Nunca se viu moeda que não estivesse apoiada numa ordem política que a pudesse
garantir. É também por isso que as divisas dos diferentes países apresentam
tradicionalmente a figura pessoal dos imperadores, dos grandes homens de
Estado, dos pais fundadores ou as alegorias em carne e osso da nação. Ora qual
é a figura impressa nas notas de euro? Não são figuras humanas, não são
insígnias de uma soberania pessoal, mas antes pontes, aquedutos, arcos –
arquiteturas impessoais cujo centro é o vazio. Cada europeu anda com um
exemplar impresso no bolso da verdade sobre a natureza presente do poder. Ela
formula-se desta forma: o poder reside
hoje nas infraestruturas deste mundo. O poder contemporâneo é de natureza
arquitetónica e impessoal, e não representativa e pessoal. O poder tradicional
era de natureza representativa: o papa era a representação de Cristo na Terra,
o rei de Deus, o presidente do Povo, o secretário-geral do Partido, do
Proletariado. Toda esta política pessoal morreu, e é por isso que os poucos
tribunos que sobrevivem à face do globo divertem mais do que governam. O
pessoal político é efetivamente composto por palhaços de maior ou menor
talento: daí o sucesso fulminante do miserável Beppe Grillo em Itália ou do
sinistro Dieudonné em França. Tudo somado, eles ao menos sabem divertir: é de facto a sua profissão. Do
mesmo modo, criticar os políticos por “não nos representarem” não faz mais do
que alimentar uma nostalgia, além de forçar uma porta já aberta.
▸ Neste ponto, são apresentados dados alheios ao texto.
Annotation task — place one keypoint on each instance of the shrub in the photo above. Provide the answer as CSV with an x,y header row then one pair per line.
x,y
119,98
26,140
Os políticos
não estão lá para isso, eles estão lá para nos distraírem, uma vez que o poder
está noutro lado. E é esta intuição justa que se torna loucura em todos os
conspiracionismos contemporâneos. O poder está noutro lado, bem fora das
instituições, mas no entanto não está escondido. Ou se o está, é como a Carta roubada de Poe. Ninguém o vê
porque toda a gente o tem, a toda a hora, à frente dos olhos – na forma de uma
linha de alta tensão, de uma autoestrada, de um sinal de rotunda, de um
supermercado ou de um programa informático. E se está escondido é como uma
rede de esgotos, um cabo submarino, fibra ótica que corre ao longo de uma linha
de comboio ou um data center no meio
da floresta. O poder é a própria organização deste mundo, este mundo preparado,
configurado, designado. Aí está o segredo, de
que não há segredo nenhum.
O
poder é agora imanente à vida, tal como a vida é agora organizada
tecnologicamente e mercantilmente. Ele tem a aparência neutra dos equipamentos
ou da página branca do Google. Determina a disposição do espaço, governa os meios
e os ambientes, administra as coisas, gere os acessos – governa os homens. O
poder contemporâneo tornou-se no herdeiro, por um lado, da velha ciência
policial, que consiste em zelar “pelo bem-estar e pela segurança dos cidadãos”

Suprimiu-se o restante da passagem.